What can I see if I hold a ruler that stretches into a distant receding galaxy? If my clones were to form a line along that metric ruler that bridges Milky Way galaxy and a still red shifting galaxy far far away, would any of me notice anything about the scale of the ruler?
Now imagine my clones were to film every segment of the ruler while there is a monochromatic laser beam running parallel to the ruler, my question is would all the recordings be different for the frequency of laser light?
 A: Short version : there is no center to the universe.

If my clones were to form a line along that metric ruler that bridges Milky Way galaxy and a still red shifting galaxy far far away, would any of me notice anything about the scale of the ruler?

Locally each observer would see themselves as the center of an expanding universe.  This is because the universe has no center.
As a result locally each observer ("clone") would see their local part of space as non-expanding and "normal" scale.
Each observer would see the same effect on the ruler, centered around their own location.
Put another (more realistic) way,when we see red-shifted distant galaxies far away in what we see as expanded spacetime, locally those galaxies are not in an expanded spacetime - for them we are in the expanded spacetime and they are in the non-expanding "center".  Every observer is their own center of the universe - it's normal where the observer is and expanding everywhere else.
This explains, for example, why Donald Trump sees himself as the center of the known universe and everyone else as distant and receding, and everyone else sees it the other way around. :-)
Humor aside, the observer is effectively the center of the universe as they see it.
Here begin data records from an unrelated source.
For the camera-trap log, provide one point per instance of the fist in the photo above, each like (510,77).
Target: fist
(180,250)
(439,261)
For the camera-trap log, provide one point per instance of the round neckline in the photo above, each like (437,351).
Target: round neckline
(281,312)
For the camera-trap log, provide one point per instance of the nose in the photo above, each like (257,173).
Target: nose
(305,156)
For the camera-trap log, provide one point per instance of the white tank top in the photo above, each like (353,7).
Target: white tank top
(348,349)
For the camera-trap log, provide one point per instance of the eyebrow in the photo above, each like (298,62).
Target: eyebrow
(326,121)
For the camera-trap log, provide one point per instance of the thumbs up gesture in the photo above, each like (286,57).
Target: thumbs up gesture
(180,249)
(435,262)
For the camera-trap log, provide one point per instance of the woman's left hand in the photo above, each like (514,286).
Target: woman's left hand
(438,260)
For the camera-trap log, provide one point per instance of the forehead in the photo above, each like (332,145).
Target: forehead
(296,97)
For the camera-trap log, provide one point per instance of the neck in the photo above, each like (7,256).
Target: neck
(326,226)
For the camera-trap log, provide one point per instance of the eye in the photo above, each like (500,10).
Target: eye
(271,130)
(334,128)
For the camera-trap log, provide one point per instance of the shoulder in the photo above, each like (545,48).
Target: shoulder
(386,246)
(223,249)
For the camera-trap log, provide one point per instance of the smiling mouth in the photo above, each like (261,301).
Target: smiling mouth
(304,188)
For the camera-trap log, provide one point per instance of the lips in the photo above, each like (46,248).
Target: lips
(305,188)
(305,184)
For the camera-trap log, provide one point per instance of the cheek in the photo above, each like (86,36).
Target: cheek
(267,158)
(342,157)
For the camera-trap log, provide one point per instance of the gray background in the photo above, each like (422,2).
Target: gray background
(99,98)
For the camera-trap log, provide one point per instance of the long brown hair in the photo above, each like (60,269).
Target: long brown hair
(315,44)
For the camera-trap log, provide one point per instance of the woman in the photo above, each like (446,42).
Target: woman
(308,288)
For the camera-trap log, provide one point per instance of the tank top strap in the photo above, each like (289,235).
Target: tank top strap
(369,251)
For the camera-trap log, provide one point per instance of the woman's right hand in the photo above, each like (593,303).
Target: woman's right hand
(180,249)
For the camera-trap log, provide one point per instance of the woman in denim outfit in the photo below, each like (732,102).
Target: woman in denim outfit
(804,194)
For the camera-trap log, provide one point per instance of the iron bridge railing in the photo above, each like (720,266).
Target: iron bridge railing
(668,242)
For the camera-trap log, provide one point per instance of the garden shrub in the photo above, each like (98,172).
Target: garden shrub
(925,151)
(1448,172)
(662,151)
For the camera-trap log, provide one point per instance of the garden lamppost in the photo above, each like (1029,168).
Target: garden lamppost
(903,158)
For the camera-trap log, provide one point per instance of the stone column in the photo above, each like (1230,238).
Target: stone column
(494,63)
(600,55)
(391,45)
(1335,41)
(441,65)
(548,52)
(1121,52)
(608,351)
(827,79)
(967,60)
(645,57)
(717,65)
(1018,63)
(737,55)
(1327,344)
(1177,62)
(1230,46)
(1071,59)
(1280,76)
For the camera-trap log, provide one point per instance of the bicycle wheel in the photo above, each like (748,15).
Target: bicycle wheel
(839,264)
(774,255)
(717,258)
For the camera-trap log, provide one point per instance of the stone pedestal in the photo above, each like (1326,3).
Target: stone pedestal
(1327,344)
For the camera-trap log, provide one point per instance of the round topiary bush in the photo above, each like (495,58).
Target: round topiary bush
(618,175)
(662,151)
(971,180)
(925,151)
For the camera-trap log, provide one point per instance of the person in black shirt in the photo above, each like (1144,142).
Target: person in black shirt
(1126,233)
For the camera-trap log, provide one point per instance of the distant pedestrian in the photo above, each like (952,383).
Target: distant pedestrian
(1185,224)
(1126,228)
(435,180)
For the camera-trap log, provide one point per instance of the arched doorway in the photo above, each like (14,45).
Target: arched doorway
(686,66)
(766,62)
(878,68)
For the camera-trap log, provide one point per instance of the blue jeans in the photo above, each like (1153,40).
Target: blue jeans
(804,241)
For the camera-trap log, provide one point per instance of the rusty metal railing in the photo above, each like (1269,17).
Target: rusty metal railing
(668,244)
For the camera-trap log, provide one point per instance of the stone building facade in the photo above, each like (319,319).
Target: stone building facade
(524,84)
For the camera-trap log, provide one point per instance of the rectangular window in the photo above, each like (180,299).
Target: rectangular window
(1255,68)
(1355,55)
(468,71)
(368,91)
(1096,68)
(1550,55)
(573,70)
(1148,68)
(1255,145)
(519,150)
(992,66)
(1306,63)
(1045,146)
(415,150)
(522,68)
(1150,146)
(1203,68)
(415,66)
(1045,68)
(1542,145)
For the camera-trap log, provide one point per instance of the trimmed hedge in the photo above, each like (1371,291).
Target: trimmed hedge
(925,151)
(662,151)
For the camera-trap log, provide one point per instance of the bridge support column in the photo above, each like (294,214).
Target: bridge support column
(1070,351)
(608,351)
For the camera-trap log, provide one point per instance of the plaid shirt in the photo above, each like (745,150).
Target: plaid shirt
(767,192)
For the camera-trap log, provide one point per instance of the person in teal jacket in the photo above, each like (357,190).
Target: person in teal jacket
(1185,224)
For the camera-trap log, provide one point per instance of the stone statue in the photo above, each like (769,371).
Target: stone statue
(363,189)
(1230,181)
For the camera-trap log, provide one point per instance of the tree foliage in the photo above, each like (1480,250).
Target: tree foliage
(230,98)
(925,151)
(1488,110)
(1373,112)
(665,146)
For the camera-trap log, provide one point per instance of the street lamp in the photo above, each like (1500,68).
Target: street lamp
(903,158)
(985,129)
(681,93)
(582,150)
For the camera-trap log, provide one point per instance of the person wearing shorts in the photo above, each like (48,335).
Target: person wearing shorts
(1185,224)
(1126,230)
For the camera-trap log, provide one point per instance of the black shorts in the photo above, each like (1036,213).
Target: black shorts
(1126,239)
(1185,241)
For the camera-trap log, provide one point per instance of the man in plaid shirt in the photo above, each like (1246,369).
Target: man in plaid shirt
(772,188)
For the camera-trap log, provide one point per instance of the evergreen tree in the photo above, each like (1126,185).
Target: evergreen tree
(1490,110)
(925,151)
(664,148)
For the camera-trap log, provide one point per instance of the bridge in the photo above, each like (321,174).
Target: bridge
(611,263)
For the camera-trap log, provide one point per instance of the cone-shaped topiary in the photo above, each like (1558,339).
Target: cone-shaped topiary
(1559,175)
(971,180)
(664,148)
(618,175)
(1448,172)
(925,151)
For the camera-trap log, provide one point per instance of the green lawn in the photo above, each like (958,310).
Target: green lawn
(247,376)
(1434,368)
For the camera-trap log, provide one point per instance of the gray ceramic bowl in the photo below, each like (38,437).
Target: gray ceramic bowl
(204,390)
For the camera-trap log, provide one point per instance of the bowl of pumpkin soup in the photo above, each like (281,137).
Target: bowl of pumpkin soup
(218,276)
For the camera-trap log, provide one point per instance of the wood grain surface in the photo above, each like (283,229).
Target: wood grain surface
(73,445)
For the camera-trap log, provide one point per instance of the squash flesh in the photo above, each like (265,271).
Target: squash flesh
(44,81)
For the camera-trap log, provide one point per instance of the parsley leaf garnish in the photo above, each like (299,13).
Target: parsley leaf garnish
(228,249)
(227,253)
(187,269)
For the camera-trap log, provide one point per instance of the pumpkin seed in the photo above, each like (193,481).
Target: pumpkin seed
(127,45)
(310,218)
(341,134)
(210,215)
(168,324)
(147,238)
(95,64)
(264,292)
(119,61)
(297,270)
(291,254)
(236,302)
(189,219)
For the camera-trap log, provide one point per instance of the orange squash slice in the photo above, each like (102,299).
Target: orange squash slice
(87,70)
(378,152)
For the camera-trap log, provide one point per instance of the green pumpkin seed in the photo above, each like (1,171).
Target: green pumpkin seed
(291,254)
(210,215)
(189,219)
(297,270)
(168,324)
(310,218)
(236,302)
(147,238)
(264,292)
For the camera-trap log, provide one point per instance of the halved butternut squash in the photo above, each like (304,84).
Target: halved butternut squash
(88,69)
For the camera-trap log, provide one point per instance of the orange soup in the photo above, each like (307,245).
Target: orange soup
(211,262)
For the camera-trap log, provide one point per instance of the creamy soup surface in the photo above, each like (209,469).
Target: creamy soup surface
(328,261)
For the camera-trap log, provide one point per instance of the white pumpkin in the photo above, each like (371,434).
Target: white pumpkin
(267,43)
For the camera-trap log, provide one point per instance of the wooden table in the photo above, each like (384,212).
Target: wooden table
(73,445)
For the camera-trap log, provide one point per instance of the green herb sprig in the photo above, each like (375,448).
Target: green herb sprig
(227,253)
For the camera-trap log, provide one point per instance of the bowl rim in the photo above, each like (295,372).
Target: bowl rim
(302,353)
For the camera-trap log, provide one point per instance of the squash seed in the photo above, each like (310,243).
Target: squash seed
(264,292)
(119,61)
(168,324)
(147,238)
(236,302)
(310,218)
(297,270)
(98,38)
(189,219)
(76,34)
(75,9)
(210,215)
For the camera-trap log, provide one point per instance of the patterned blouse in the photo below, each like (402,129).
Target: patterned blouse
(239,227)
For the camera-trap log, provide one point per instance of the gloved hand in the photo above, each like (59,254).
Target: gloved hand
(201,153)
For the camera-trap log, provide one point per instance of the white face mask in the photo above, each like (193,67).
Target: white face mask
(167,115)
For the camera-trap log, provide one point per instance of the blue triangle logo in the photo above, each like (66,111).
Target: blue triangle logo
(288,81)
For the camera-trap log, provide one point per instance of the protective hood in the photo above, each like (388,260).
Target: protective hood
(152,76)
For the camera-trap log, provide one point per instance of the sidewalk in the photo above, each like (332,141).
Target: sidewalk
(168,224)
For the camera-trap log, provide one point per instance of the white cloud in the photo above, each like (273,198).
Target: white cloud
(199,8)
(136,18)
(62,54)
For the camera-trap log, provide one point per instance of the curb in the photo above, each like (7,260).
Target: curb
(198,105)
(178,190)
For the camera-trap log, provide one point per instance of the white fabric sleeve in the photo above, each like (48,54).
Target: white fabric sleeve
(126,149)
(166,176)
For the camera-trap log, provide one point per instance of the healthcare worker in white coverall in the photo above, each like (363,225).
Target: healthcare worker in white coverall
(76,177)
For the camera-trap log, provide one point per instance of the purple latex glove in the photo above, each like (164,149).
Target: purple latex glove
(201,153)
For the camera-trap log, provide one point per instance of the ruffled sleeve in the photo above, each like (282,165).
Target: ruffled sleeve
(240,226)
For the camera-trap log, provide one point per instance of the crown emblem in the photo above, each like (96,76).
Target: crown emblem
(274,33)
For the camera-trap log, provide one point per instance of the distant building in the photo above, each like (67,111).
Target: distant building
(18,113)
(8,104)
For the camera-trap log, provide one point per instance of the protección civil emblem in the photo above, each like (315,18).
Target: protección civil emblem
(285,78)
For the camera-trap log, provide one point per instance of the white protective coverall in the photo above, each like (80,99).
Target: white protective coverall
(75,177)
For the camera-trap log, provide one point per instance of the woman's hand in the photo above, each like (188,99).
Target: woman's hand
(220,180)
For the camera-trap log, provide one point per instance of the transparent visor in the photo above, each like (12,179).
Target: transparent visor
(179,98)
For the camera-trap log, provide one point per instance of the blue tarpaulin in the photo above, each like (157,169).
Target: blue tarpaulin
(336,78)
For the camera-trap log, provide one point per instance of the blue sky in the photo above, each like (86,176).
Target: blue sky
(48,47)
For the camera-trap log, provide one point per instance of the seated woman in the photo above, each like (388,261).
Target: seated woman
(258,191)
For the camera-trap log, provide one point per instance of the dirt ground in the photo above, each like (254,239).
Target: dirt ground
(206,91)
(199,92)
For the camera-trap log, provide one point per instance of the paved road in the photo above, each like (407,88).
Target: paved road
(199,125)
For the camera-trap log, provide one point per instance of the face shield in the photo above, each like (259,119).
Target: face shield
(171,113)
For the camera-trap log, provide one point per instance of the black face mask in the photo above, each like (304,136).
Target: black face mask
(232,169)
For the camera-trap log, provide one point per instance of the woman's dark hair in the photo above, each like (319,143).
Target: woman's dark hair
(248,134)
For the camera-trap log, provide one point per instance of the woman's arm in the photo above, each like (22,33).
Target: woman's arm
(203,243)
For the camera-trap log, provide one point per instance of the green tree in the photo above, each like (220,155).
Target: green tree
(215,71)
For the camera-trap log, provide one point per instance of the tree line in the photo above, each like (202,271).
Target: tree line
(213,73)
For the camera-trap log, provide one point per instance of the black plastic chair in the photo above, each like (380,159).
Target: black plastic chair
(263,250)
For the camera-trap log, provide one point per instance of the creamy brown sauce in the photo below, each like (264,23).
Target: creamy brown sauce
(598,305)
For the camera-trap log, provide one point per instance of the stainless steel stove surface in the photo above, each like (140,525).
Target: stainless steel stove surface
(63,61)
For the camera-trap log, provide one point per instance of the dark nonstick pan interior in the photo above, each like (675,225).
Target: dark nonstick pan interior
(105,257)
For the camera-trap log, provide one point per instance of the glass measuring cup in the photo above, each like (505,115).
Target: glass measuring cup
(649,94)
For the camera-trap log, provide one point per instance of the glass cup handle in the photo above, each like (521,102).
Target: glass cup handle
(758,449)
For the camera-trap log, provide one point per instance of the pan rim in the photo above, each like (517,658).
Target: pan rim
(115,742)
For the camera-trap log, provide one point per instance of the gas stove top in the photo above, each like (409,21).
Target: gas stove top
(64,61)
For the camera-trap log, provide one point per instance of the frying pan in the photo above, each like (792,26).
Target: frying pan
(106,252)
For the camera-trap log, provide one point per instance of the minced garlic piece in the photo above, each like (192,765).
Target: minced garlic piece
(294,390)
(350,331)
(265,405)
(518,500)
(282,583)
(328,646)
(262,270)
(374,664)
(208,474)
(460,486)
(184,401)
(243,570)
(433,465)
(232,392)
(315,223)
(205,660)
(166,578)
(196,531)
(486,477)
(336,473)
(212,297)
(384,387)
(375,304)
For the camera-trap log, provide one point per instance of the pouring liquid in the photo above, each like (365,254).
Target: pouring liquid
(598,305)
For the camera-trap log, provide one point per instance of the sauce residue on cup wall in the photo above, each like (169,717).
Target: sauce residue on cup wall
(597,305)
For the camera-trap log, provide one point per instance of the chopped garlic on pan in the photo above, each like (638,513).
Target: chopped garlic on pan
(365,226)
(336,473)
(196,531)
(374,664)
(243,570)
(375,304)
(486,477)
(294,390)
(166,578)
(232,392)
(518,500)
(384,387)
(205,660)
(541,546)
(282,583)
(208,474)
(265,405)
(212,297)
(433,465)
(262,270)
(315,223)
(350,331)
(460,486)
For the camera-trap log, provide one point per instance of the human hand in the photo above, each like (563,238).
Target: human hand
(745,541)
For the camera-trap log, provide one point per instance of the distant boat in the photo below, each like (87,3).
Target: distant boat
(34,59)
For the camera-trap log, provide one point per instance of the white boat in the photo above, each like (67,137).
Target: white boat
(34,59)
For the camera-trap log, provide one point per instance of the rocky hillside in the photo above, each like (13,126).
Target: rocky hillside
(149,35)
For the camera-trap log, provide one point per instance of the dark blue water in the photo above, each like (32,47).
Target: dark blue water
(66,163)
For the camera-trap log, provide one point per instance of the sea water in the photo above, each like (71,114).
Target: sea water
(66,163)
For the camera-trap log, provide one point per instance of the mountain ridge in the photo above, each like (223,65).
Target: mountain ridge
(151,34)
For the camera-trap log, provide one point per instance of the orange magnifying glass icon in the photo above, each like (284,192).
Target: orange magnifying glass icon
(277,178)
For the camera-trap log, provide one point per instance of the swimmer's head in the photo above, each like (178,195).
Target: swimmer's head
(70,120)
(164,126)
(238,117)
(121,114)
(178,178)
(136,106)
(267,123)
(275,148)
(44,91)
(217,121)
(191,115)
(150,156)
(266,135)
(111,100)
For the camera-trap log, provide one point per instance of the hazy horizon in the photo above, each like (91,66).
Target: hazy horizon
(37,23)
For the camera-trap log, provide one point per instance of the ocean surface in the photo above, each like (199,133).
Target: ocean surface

Now imagine my clones were to film every segment of the ruler while there is a monochromatic laser beam running parallel to the ruler, my question is would all the recordings be different for the frequency of laser light?

Your "clones" (just say observers next time) cannot "see" a beam parallel to the ruler without intercepting it to make a measurement.  That is, you cannot see the beam away from the beam.  Strictly speak the notion of "parallel" is a little problematic as in a real universe the ruler's path will be distorted by local gravitational fields and it's going to follow a curve, so the "parallel" path of the beam is also going to be following a different curve and won't keep a constant distance from the ruler (which is what you possibly think of as parallel).
If only one observer is emitting this beam, all the others measure a red-shifted version of the beam.  In essence you are arbitrarily defining an origin of a coordinate system for the observers as the emission point of the beam.  This is exactly what you expect when stars in distant galaxies emit light and we see it.
If instead each observer emitted a beam, then it's local part of the universe is "normal" with respect to that beam and all the other observers see red-shifted versions of that beam.
A: https://www.youtube.com/watch?v=5U1-OmAICpU
"You are here in Brooklyn, Brooklyn is not expanding"
says the mother of Alvy Singer (Woodie Hallen) in Annie Hall.
My understanding, and that of Alvy's mother, is that the effect of cosmological expansion acts on inter-galactic distance scales, and it is not perceivable on small "local" scales. Therefore, no matter how big it is, the ruler will stay locally dominated and put together by its chemical bounds (as @PM 2Ring rightfully points!) and remain the same size while you (on Earth) and your last twin (on the other galaxy) will get farther and farther away. People on the ruler will form a galaxy of their own and see both the Earth and the galaxy receding. If the contrary was true we could think that any big enough structure in the universe (i.e. a galaxy or a cluster of them) will start to stretch out alone due to cosmological expansion. Or at least we should be able to formulate some ``critical size'' over which objects starts to cosmologically self-expand.
The twins will start to perceive the redshift of the laser on one of the ends as soon as their relative motion due to cosmological expansions becomes relevant, hence, probably it's beyond their life span (unless you make a billion-year-lasting ruler-colony of clones, repeating the same measurement of their ancestors).
P.S.
Self-gravity will start to dominate chemical bounds at a certain point and the ruler will break down in self-gravitating pieces-of-ruler galaxies that will keep receding cosmologically.